Que
os desfiles das escolas de samba do grupo especial não empolgam como antes, é
fato e notório. Assistir ao desfile pela lente da mídia monopolizadora dá bem
essa ideia. As escolas não são mais celeiro de sambistas e de bambas, viraram
reféns da vaidade individual e da projeção instantânea de personalidades
contratadas por quem orquestra e detém os direitos de transmissão.
No
passado o puxador de samba da Beija-Flor era o Neguinho da Beija-Flor, ainda é,
só que agora a Beija-Flor é que é do Neguinho. A hierarquia foi invertida, as
histórias das escolas foram enterradas prevalecendo o indivíduo e não a
agremiação.
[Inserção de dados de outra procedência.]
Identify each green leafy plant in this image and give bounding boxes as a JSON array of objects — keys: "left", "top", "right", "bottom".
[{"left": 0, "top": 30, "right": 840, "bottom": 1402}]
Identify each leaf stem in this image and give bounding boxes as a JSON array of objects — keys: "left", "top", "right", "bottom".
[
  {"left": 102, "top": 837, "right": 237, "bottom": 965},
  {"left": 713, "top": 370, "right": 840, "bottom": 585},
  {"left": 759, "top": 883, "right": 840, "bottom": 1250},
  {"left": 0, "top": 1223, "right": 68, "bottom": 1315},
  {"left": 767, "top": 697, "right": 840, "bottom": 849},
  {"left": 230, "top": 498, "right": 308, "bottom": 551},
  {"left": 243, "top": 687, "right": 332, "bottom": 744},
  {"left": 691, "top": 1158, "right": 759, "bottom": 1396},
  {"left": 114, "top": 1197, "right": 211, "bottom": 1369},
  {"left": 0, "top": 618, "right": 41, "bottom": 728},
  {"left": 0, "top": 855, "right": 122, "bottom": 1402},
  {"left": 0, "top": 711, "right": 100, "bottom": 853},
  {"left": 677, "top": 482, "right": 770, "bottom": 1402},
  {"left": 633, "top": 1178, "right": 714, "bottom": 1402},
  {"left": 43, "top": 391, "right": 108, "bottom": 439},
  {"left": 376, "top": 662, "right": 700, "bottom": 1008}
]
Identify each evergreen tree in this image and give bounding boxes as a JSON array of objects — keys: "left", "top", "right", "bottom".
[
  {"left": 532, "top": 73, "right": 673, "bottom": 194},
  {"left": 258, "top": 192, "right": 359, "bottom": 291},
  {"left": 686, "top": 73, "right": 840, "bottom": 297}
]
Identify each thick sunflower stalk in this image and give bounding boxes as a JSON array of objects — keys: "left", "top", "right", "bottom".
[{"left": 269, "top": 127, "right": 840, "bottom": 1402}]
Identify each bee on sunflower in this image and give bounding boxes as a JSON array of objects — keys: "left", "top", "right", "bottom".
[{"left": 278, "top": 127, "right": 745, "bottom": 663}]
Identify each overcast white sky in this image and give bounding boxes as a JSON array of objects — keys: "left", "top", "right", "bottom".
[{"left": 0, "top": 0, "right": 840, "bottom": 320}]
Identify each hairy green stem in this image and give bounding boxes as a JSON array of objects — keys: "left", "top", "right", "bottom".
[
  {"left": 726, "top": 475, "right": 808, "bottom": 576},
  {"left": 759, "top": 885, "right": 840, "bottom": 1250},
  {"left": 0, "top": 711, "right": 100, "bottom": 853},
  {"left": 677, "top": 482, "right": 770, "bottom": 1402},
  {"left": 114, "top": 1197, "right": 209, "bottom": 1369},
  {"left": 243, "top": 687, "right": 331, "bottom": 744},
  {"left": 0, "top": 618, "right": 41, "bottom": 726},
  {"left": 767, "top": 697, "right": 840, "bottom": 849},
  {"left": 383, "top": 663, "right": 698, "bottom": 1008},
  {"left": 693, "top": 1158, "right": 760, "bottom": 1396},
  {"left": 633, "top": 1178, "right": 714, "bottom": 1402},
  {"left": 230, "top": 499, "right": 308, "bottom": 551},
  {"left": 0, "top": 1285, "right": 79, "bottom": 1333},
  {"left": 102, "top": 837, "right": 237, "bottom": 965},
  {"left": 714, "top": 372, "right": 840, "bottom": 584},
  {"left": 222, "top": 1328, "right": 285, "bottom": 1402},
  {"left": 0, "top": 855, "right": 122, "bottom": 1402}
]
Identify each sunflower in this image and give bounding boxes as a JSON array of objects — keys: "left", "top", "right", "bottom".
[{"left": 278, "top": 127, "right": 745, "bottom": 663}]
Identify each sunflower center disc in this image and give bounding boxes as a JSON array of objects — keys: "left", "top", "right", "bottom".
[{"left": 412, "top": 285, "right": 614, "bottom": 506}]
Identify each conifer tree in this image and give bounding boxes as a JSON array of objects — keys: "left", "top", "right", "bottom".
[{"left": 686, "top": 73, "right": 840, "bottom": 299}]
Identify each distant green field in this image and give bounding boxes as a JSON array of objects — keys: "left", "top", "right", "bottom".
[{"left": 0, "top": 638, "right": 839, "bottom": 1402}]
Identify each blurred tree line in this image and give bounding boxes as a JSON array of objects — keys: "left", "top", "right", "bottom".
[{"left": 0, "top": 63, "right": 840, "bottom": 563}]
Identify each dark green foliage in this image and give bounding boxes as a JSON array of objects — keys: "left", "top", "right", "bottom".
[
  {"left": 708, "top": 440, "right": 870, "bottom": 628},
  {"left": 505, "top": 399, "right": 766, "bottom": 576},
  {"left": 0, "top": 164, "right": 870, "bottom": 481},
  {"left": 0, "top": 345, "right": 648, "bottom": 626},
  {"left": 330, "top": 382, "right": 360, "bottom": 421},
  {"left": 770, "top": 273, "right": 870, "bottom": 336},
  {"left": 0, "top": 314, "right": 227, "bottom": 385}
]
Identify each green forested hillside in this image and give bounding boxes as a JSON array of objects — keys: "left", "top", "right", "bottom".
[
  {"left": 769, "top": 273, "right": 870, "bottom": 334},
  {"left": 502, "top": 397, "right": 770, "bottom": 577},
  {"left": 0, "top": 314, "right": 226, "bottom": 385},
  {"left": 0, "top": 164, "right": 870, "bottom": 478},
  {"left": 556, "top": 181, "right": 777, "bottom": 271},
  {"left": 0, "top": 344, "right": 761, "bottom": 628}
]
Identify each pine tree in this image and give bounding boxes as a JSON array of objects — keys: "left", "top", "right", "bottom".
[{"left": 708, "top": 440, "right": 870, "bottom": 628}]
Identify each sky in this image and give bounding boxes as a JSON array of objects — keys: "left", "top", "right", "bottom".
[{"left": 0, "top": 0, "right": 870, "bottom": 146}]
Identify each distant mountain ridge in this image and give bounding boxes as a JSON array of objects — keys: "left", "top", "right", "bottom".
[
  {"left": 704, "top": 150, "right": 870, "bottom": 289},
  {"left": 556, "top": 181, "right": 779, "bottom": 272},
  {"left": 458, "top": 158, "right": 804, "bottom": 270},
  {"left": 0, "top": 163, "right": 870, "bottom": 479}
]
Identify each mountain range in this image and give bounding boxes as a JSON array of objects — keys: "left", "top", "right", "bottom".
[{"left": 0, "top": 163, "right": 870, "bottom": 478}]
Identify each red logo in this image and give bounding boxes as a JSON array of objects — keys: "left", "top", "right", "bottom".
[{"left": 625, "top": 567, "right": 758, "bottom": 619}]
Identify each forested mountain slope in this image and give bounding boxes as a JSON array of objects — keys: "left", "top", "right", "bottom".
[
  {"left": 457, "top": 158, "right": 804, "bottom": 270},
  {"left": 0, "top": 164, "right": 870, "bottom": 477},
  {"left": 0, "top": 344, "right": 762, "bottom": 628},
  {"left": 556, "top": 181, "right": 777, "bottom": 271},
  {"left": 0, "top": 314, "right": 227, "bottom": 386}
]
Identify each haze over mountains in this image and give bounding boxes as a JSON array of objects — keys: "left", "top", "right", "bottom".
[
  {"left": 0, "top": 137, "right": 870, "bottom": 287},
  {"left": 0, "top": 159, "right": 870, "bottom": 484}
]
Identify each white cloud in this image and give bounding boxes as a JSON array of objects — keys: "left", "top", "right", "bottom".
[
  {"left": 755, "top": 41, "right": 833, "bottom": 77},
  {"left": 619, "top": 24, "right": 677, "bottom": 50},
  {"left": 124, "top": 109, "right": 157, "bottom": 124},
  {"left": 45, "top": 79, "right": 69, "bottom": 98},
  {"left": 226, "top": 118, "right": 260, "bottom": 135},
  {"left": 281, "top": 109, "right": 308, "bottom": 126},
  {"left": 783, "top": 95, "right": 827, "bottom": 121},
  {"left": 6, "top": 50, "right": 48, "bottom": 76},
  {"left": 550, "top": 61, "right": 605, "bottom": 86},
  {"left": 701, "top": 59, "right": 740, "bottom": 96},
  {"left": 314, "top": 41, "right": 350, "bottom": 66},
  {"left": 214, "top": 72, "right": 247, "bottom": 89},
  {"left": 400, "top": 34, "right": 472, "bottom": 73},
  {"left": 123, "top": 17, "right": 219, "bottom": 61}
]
Assisti alguns compactos e o da escola, candidata ao título,
segundo o estandarte de ouro, a atriz e a apresentadora da emissora âncora,
apareceram mais do que toda a escola do bairro de Ramos.
Fico
convencido dessa tese quando tenho a informação de que o quesito “conjunto”,
aquele que dá uma visão geral do desfile, que une o abre-alas ao último carro
da escola; que não descarta a participação do público, que insere a alegria e a
interação da arquibancada com o passista; que condiciona a porta bandeira e
mestre sala ao desempenho da bateria, foi retirado e não será avaliado.
Os
paraquedistas que voaram sobre a avenida no início do desfile da Portela, assim
como os drones das quinhentas águias pequenas e aquele maior que sobrevoaram a
avenida, além das bolas de futebol que acompanharam o carro “Maracanã”, não
receberão notas, estiveram ali, mas não com o brilho de uma atriz de novela em
vestes de Eva. A fantástica águia redentora, que deixou a platéia com o coração
na mão, quando fingiu que não passaria pela torre por conta do tamanho, e
que abaixou para passar e, ao mesmo
tempo, fez posição de reverencia ao público, também não será avaliada
A
emoção está definitivamente fora dos critérios de pontuação. A criatividade vale
menos do que um carro com problemas que não acende uma lâmpada, um sambista que
atrasa um segundo na saída da escola, uma baiana que tropeça no seu próprio
cansaço ou no sangue da mão de um ritmista que não para de tocar quando a
baqueta quebra.
O
decantado desfile técnico superou o enredo e até a ética. A Beija-Flor recebeu
verba da Guiné Equatorial para o desfile. Acontece que o líder africano é
acusado pela anistia internacional por violações de direitos, execuções,
torturas e prisões arbitrárias. A população do país está entre as mais pobres
da África, enquanto o seu líder é o oitavo mais rico do mundo. O carnaval
carioca anda precisando de mais transparência e menos interesse.